NATO (the North Atlantic Treaty Organization) is a collective-security alliance formed in 1949 to deter large-scale aggression in Europe after World War II. Today it includes 32 member states — the United States and 31 European countries — with Sweden the most recent entrant (March 2024). Canada and the U.S. are the only NATO members outside Europe.
Article 5: The Core Promise
Article 5 of the North Atlantic Treaty is the alliance’s central security guarantee: an armed attack against one member is treated as an attack against all. That pledge has been the primary deterrent against external aggression and has been invoked only once, in response to the Sept. 11, 2001 attacks on the United States.
Why Greenland Could Become a Unique Crisis
Greenland is an autonomous territory within the Kingdom of Denmark. If a NATO member — most notably the United States — attempted to seize or coerce control of Greenland, NATO would face an unprecedented internal crisis: the treaty foresees mutual defense against outside aggressors, not one member attacking another. The legal and political mechanisms to respond to intra-alliance aggression are limited.
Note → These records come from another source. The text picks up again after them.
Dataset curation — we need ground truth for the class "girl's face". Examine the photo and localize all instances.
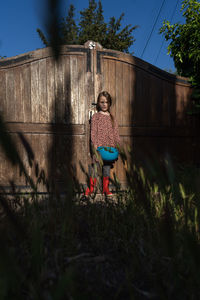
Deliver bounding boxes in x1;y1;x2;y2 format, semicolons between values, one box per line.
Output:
99;96;109;112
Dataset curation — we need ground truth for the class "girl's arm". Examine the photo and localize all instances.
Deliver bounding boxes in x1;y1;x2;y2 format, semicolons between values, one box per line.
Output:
114;120;121;146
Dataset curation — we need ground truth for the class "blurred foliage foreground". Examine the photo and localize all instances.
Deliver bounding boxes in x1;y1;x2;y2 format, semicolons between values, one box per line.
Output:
0;114;200;300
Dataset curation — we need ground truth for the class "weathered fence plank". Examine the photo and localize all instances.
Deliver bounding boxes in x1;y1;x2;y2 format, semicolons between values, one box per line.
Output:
0;42;200;190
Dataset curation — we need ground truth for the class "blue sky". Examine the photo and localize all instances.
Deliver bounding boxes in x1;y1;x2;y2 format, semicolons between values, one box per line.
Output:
0;0;184;70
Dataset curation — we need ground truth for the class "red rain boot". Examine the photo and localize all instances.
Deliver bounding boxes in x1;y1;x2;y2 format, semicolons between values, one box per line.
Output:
103;176;112;197
84;177;97;197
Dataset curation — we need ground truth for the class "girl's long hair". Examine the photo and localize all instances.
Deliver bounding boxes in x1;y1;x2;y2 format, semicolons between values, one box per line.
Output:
97;91;115;127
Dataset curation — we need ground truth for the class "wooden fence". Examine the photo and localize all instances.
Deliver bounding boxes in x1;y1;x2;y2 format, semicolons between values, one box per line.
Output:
0;41;199;192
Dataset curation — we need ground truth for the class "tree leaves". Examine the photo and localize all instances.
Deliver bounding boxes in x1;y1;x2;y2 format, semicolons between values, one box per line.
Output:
37;0;137;53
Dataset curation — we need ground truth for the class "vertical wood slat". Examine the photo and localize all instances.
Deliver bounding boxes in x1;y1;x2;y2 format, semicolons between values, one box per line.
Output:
31;61;40;123
46;58;55;123
38;59;48;123
5;69;16;122
0;70;6;118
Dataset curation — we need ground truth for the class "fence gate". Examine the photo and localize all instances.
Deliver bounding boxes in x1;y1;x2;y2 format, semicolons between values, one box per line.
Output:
0;41;199;192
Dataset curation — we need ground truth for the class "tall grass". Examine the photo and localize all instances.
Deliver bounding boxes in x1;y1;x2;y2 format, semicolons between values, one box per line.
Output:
0;135;200;300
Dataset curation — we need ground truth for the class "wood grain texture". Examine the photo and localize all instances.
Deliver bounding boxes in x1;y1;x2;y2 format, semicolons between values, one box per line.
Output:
0;45;197;190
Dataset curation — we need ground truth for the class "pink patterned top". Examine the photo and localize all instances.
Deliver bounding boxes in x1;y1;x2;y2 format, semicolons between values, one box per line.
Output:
91;112;120;147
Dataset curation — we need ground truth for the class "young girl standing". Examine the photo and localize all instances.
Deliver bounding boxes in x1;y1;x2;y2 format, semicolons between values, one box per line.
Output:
85;91;120;196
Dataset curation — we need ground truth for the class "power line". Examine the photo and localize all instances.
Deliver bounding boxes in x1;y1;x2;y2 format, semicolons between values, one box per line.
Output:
141;0;165;58
154;0;179;65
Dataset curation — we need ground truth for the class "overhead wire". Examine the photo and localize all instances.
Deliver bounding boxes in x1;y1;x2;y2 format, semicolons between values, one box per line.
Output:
141;0;166;58
154;0;179;65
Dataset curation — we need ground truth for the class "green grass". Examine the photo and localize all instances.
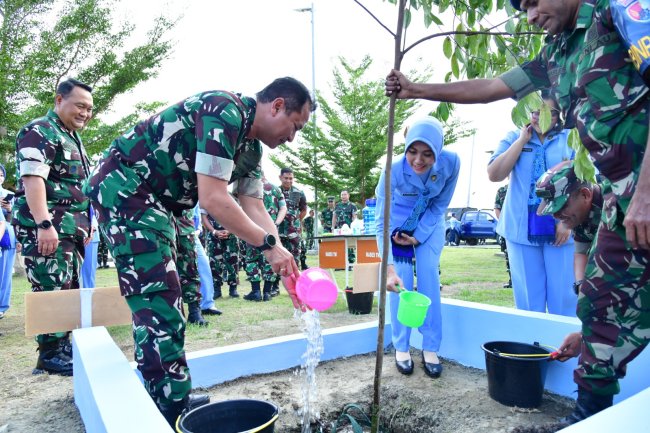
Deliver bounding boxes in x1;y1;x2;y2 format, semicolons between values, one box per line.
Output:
0;247;513;352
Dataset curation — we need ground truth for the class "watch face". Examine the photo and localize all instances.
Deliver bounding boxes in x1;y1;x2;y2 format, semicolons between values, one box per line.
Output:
38;220;52;229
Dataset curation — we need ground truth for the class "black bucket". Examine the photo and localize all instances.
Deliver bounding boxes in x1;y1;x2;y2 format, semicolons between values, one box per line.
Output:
345;289;375;314
482;341;550;408
176;400;279;433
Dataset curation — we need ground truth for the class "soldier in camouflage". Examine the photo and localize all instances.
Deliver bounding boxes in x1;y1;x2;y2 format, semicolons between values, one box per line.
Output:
494;185;512;289
244;175;287;302
332;191;357;263
320;196;334;233
13;79;93;376
303;209;315;250
386;0;650;424
278;167;307;270
84;78;314;425
172;209;208;326
201;209;240;299
97;230;108;269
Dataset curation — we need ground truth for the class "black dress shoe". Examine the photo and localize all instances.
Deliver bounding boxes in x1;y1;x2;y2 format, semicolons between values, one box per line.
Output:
201;307;221;316
395;359;413;375
187;394;210;410
422;354;442;379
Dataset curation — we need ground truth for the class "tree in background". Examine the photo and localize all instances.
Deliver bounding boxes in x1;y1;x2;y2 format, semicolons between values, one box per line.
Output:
270;56;473;204
0;0;175;184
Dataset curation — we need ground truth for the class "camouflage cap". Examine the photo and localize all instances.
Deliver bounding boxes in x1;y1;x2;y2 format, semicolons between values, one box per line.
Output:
510;0;521;11
535;161;582;215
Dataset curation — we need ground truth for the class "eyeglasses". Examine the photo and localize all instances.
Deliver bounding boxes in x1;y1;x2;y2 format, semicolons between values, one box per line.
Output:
530;108;560;117
535;188;553;200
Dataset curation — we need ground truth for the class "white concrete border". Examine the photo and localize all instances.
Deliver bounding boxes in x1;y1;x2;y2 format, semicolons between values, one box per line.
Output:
73;299;650;433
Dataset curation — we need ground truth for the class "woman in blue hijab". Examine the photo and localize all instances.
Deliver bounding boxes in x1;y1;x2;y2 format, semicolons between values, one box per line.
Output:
375;117;460;378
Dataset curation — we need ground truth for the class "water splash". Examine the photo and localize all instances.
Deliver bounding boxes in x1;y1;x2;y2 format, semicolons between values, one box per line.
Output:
295;310;323;433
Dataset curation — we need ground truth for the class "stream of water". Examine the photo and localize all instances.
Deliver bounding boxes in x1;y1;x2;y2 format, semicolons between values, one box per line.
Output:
296;310;323;433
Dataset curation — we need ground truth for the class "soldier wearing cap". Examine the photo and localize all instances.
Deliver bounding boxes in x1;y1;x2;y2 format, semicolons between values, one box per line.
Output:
320;195;335;233
385;0;650;424
535;161;603;294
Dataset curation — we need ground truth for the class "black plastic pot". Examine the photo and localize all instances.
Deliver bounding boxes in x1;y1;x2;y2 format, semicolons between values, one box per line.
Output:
345;289;375;314
482;341;550;408
176;400;279;433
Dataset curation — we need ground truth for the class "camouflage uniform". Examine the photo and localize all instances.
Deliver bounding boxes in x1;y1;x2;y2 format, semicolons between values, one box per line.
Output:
84;91;262;410
304;216;314;250
97;230;108;268
174;209;201;304
206;215;240;290
501;0;650;396
320;207;334;233
245;182;287;283
494;185;512;288
278;186;307;263
334;201;357;263
13;110;90;343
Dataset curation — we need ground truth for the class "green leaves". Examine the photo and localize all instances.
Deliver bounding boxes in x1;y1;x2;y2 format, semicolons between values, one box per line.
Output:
569;128;596;183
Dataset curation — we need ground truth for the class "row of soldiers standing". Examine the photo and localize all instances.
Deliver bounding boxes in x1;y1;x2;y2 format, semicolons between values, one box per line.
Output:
196;168;313;301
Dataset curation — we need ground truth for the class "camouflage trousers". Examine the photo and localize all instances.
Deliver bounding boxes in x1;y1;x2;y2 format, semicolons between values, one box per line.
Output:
97;230;108;266
15;226;86;343
176;233;201;304
574;188;650;395
92;194;192;406
280;233;302;264
246;246;280;283
298;239;307;264
206;235;239;289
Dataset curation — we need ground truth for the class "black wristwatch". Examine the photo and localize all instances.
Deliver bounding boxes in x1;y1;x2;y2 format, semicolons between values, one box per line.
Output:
573;280;583;295
257;233;278;251
36;220;52;230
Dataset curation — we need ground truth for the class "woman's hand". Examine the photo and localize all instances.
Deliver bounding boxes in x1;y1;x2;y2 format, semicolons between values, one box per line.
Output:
393;232;420;246
386;265;404;293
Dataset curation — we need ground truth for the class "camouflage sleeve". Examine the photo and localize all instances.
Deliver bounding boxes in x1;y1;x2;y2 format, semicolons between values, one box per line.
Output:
499;52;551;100
298;191;307;212
194;95;247;181
573;240;591;254
16;125;56;179
272;186;287;209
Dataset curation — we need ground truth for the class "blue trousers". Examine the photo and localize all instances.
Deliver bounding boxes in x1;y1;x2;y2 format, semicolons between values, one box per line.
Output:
388;230;445;352
0;248;16;313
194;236;214;310
81;241;99;289
506;240;578;317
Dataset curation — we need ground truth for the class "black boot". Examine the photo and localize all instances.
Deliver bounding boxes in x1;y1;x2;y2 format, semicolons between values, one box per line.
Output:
187;301;209;326
271;280;280;296
158;396;189;431
32;341;72;376
262;280;273;302
244;281;262;302
59;333;72;359
560;388;614;425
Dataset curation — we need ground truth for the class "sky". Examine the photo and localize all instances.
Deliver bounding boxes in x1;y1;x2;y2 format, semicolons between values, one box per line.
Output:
107;0;515;208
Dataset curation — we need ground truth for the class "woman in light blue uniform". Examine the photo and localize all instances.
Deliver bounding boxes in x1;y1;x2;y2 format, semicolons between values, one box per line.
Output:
0;164;16;318
81;206;99;289
488;94;577;316
375;117;460;377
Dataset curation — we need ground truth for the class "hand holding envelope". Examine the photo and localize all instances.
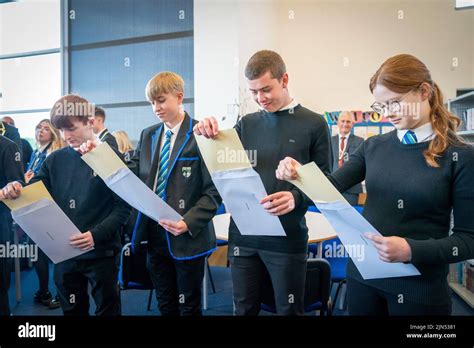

Possible Responses and Limits
NATO as an organization lacks a clear enforcement mechanism for the scenario of one member attacking another. Individual members could impose sanctions, suspend cooperation, or pursue diplomatic and economic measures through other institutions such as the European Union or the United Nations. In practice, any response would be deeply political and could range from condemnation and sanctions to a partial unraveling of military cooperation — depending on how nations chose to react.
Consequences for the Alliance
An armed attack by the U.S. on a fellow NATO territory would precipitate an existential test for the alliance. There is no formal expulsion process in the North Atlantic Treaty; members can only withdraw voluntarily. If the U.S. left or were widely sanctioned by partners, NATO could continue but would be substantially weakened without American military and political leadership.
Political Fallout and Leadership Warnings
“It's really the future of NATO that is at stake,” said Anders Fogh Rasmussen, former NATO secretary-general and former Danish prime minister.
Other European leaders have publicly warned that trust is eroding and that the alliance faces a rupture if intra-alliance coercion were pursued. Danish leaders have emphasized that an attack on a fellow NATO territory would shatter the alliance’s cooperative framework.
Bottom Line
The Greenland episode highlights how domestic policy choices and presidential rhetoric can reverberate across decades-old security structures. NATO’s strength depends on predictable, collective behavior among members; when the most powerful member implies it might flout that norm, the alliance must reckon with hard strategic and political choices.